A bone marrow aspirate

Epub: Nash et al. High-Dose Immunosuppressive Therapy and Autologous Hematopoietic Cell Transplantation for Relapsing-Remitting Multiple Sclerosis (HALT-MS): A 3-Year Interim Report. JAMA Neurol. 2014 Dec 29.

Background: Importance Most patients with relapsing-remitting (RR) multiple sclerosis (MS) who receive approved disease-modifying therapies experience breakthrough disease and accumulate neurologic disability. High-dose immunosuppressive therapy (HDIT) with autologous hematopoietic cell transplant (HCT) may, in contrast, induce sustained remissions in early MS.

Objective: To evaluate the safety, efficacy, and durability of MS disease stabilization through 3 years after HDIT/HCT.

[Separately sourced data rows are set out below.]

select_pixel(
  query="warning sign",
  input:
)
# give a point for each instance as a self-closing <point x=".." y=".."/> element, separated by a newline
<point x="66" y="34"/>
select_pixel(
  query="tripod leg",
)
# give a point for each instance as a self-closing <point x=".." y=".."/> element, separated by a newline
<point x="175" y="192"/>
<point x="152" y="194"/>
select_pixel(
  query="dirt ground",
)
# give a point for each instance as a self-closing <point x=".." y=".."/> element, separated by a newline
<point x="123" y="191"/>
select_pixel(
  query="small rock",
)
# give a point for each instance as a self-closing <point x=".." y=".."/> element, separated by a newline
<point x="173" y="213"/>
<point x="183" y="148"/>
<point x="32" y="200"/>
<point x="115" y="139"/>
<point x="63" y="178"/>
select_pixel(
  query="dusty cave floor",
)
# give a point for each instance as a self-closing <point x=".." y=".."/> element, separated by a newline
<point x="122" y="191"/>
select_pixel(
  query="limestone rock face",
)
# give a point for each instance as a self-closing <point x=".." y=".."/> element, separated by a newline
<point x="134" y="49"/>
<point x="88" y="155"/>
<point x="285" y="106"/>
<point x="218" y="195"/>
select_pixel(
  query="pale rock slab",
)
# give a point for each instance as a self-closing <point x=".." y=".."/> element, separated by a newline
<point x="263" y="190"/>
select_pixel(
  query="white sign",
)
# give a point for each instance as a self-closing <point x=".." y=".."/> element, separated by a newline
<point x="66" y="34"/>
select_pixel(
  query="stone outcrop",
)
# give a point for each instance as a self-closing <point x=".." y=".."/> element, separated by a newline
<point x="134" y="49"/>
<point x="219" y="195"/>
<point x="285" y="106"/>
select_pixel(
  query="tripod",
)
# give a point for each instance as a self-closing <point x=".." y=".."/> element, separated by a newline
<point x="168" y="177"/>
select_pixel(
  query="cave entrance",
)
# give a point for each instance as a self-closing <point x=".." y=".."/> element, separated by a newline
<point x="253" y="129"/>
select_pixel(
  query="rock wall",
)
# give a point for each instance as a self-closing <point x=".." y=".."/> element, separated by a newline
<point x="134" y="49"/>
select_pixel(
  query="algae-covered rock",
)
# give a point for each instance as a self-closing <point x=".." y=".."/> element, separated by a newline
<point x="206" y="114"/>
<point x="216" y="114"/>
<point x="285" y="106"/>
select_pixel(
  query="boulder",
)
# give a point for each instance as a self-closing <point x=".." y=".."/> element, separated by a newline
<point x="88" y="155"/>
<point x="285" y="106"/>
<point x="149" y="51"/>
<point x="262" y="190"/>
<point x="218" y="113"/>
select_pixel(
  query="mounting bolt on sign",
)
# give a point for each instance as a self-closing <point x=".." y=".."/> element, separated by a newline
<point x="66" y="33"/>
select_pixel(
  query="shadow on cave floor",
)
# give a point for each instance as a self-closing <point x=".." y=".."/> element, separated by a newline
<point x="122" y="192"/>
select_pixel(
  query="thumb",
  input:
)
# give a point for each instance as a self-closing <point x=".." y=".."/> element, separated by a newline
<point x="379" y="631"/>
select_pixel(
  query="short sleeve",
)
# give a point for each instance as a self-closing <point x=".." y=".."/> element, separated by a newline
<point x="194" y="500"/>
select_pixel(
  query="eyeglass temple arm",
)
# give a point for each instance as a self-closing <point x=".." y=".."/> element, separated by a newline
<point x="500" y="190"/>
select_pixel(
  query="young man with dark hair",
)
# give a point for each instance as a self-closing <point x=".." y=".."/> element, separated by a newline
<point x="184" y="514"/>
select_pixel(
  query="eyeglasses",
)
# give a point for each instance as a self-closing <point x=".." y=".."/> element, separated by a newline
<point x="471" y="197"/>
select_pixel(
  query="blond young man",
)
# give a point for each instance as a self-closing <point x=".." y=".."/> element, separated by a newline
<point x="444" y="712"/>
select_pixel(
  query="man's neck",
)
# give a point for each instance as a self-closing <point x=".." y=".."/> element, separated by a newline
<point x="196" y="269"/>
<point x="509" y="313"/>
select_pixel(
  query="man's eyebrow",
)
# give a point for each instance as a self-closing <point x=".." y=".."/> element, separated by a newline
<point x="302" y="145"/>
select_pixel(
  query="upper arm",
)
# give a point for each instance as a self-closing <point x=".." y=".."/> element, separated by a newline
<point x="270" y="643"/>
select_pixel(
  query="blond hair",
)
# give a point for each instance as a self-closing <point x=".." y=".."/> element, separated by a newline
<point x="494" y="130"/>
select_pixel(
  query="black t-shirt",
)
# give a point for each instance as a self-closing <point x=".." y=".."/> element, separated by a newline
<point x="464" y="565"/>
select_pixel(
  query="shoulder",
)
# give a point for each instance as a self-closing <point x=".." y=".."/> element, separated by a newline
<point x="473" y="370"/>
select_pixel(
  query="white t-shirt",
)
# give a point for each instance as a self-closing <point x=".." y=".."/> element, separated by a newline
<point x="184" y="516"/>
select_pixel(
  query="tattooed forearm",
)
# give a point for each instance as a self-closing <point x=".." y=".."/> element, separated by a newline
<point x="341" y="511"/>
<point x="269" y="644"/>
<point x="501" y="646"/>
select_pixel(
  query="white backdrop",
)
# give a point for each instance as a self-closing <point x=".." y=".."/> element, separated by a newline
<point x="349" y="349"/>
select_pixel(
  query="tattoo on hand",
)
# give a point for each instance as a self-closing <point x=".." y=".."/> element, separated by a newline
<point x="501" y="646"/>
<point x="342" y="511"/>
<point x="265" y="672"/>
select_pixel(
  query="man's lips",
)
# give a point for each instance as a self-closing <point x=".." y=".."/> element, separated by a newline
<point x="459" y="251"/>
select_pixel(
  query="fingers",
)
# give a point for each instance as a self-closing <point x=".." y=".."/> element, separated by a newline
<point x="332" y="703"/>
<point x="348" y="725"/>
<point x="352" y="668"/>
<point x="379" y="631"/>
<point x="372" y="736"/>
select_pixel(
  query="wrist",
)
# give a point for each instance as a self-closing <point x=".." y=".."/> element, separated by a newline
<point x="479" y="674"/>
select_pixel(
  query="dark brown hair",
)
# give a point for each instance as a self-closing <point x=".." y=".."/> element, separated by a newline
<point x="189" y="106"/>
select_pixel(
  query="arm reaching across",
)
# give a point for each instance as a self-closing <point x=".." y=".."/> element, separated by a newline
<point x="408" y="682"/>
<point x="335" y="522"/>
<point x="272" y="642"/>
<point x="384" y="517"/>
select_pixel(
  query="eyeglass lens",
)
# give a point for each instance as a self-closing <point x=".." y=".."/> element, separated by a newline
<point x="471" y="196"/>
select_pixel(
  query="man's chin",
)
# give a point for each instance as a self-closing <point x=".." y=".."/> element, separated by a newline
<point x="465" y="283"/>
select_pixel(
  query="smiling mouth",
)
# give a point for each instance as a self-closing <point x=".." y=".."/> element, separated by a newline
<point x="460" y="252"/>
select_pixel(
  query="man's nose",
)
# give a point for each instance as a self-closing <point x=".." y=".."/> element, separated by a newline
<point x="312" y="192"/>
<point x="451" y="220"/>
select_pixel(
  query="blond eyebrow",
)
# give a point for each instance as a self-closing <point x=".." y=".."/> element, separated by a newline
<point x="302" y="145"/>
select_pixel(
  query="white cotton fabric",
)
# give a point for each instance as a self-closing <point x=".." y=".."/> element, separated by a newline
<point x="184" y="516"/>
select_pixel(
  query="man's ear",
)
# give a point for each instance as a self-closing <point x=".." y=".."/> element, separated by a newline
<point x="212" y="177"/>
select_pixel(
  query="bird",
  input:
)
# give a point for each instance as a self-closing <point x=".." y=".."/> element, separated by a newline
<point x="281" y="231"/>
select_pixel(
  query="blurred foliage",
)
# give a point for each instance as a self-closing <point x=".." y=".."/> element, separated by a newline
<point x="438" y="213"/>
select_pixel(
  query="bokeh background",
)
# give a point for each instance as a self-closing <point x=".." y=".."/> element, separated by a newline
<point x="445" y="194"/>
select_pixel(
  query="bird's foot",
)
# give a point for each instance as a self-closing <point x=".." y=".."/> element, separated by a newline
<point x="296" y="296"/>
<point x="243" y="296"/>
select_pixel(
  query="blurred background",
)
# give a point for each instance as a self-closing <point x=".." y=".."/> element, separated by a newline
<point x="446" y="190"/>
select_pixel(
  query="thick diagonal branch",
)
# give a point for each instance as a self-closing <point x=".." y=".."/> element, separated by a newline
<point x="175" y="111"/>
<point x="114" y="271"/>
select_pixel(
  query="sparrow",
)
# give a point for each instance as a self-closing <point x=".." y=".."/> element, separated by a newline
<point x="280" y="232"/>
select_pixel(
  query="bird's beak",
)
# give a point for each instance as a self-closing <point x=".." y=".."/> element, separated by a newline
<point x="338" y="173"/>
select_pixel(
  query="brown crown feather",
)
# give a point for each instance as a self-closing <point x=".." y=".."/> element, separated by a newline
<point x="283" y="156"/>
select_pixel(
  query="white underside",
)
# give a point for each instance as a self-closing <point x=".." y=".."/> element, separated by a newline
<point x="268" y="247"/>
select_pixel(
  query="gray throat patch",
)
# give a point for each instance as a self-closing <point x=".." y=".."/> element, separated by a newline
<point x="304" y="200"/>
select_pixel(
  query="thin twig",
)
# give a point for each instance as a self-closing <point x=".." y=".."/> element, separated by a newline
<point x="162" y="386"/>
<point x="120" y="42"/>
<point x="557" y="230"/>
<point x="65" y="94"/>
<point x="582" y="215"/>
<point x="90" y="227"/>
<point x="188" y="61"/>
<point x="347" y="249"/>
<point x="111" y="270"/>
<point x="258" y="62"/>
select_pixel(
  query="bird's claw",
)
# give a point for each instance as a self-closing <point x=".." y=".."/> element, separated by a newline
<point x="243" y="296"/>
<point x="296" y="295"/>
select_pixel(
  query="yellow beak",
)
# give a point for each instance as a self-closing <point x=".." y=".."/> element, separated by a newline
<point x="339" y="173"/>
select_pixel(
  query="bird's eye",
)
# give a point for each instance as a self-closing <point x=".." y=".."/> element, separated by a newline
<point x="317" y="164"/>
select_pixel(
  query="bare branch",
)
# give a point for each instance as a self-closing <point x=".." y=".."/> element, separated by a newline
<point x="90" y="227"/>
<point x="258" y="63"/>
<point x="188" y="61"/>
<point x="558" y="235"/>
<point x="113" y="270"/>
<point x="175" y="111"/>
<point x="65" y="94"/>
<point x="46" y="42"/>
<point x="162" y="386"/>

Design, Setting, and Participants: Hematopoietic Cell Transplantation for Relapsing-Remitting Multiple Sclerosis (HALT-MS) is an ongoing, multicenter, single-arm, phase 2 clinical trial of HDIT/HCT for patients with RRMS who experienced relapses with loss of neurologic function while receiving disease-modifying therapies during the 18 months before enrolling. Participants are evaluated through 5 years after HCT. This report is a prespecified, 3-year interim analysis of the trial. Thirty-six patients with RRMS from referral centers were screened; 25 were enrolled.

Interventions: Autologous peripheral blood stem cell grafts were CD34+ selected; the participants then received high-dose treatment with carmustine, etoposide, cytarabine, and melphalan as well as rabbit antithymocyte globulin before autologous HCT.

Main Outcomes and Measures: The primary end point of HALT-MS is event-free survival defined as survival without death or disease activity from any one of the following outcomes: (1) confirmed loss of neurologic function, (2) clinical relapse, or (3) new lesions observed on magnetic resonance imaging. Toxic effects are reported using National Cancer Institute Common Terminology Criteria for Adverse Events.

Results: Grafts were collected from 25 patients, and 24 of these individuals received HDIT/HCT. The median follow-up period was 186 weeks (interquartile range, 176-250) weeks). Overall event-free survival was 78.4% (90% CI, 60.1%-89.0%) at 3 years. Progression-free survival and clinical relapse-free survival were 90.9% (90% CI, 73.7%-97.1%) and 86.3% (90% CI, 68.1%-94.5%), respectively, at 3 years. Adverse events were consistent with expected toxic effects associated with HDIT/HCT, and no acute treatment-related neurologic adverse events were observed. Improvements were noted in neurologic disability, quality-of-life, and functional scores.

Conclusions and Relevance: At 3 years, HDIT/HCT without maintenance therapy was effective for inducing sustained remission of active RRMS and was associated with improvements in neurologic function. Treatment was associated with few serious early complications or unexpected adverse events.

HALT-MS is a prospective, open-label, single-arm, multicenter phase 2 clinical trial (clinicaltrials.gov Identifier: NCT00288626).

CoI: multiple; the Royal London Hospital referred patients to the Imperial College Hospital for potential inclusion in this study.